Maggie Lee received her first wave of attention for Mommy, her 2015 film, which conflated her own coming of age narrative with the life and untimely demise of her mother, Ping, a Taiwanese American immigrant. A personal and universal narrative, Mommy blends together both family videos and found footage into one conscious stream that echoed the vocabulary of Lee’s other work from diaristic zines to her readymade sculptures. “Collage is how I think about my practice,” Lee says. “I apply it to all different media. It is important to be fluid. Experimenting is what I like most about art-making.”
Lee works out of her bedroom in Brooklyn, so the majority of her work is domestically sized. At her 2016 show at Real Fine Arts, Lee showed doll-filled tanks that functioned as moody dioramas. These terrariums followed her to the Whitney Museum of Art, where Lee screened passages of Mommy on a decorated television set as a part of “Mirror Cells,” a group show curated by Chris Lew.

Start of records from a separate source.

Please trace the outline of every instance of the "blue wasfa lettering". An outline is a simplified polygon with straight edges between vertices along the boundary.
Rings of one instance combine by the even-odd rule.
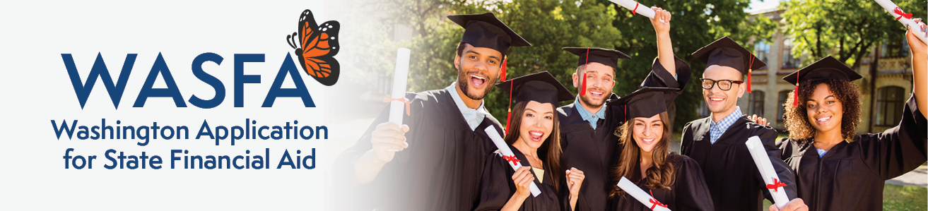
[[[110,93],[110,99],[113,102],[113,106],[119,108],[119,102],[122,98],[122,93],[125,91],[125,82],[129,80],[129,73],[132,72],[132,67],[135,63],[136,56],[137,54],[127,54],[125,56],[125,62],[122,64],[122,70],[119,74],[119,81],[113,84],[113,79],[110,76],[107,64],[103,62],[103,56],[100,56],[100,53],[97,53],[97,60],[94,61],[94,66],[90,68],[87,81],[85,83],[81,84],[81,76],[77,73],[74,58],[71,54],[61,54],[61,60],[64,60],[64,66],[68,69],[71,83],[74,86],[74,93],[77,94],[77,100],[81,103],[81,109],[84,109],[84,105],[87,103],[87,97],[90,96],[90,91],[94,89],[94,84],[97,83],[97,78],[100,78],[103,81],[103,85],[106,86],[107,93]]]

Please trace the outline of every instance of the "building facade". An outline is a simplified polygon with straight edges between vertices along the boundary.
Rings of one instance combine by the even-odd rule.
[[[781,19],[783,10],[761,11],[754,16],[767,16],[775,21]],[[754,69],[752,77],[752,93],[745,93],[739,100],[741,112],[756,114],[770,122],[778,130],[785,131],[783,121],[787,97],[795,86],[781,80],[786,75],[802,68],[806,59],[818,60],[809,56],[794,56],[791,39],[781,31],[774,33],[773,42],[754,42],[754,53],[767,63],[767,67]],[[898,125],[902,106],[912,92],[911,56],[905,40],[883,41],[870,49],[860,67],[854,70],[863,76],[855,83],[860,90],[862,117],[857,133],[880,132]],[[701,116],[707,117],[704,102],[700,107]]]

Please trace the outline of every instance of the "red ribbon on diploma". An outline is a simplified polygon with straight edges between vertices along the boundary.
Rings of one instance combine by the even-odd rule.
[[[406,99],[406,97],[402,97],[402,98],[383,98],[383,103],[390,103],[391,101],[399,101],[399,102],[406,103],[406,116],[409,116],[409,99]]]
[[[651,210],[654,210],[654,207],[657,207],[657,206],[667,207],[667,205],[661,204],[661,202],[658,202],[657,199],[654,199],[654,191],[653,190],[649,190],[648,192],[651,192],[651,199],[648,200],[648,202],[650,202],[651,204]]]
[[[506,158],[506,162],[512,162],[512,165],[516,165],[516,162],[522,162],[522,160],[516,158],[516,155],[511,155],[511,156],[503,155],[503,158]]]
[[[773,179],[773,184],[767,184],[767,189],[773,189],[773,192],[777,192],[777,188],[786,187],[786,183],[780,182],[780,180]]]
[[[911,13],[903,12],[902,9],[900,9],[899,7],[896,7],[896,9],[893,9],[893,13],[899,15],[899,17],[896,18],[896,20],[899,20],[899,19],[902,19],[903,17],[905,17],[907,19],[912,19]]]

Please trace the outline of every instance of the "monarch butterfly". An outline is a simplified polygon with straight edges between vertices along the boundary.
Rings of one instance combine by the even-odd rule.
[[[329,20],[316,25],[313,12],[306,9],[300,14],[299,27],[297,32],[287,35],[287,43],[296,49],[303,70],[323,85],[334,85],[339,81],[339,61],[333,57],[341,49],[336,39],[339,22]]]

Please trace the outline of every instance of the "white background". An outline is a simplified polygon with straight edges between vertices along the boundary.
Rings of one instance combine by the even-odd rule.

This winter, Lee will test a new form. Blumenthal Gallery commissioned her to create a billboard for the corner of Bowery and Canal street. Her solution was to take a portrait of herself using the Photobooth app, a nod to the “just be” simplicitiy found in Asian-American art. “I’m thinking about the history of the Bowery art scene and Canal street in Chinatown,” she says. “I want to talk about what it is like to be an Asian-American artist in New York now.”
Lee’s work often addresses its context on an associative level. Her 2016 solo show at 356 Mission, “Gigi’s Underground,” which centered on a fictional twentysomething from 2006, is based on the experiences she had upon first moving to New York City, particularly in the underground scene looking at Wendy Yao, Ethan Swan and Brendan Fowler as a young artist. This conflation of life and fiction, subject and context, is the magic of Lee’s delicately layered work.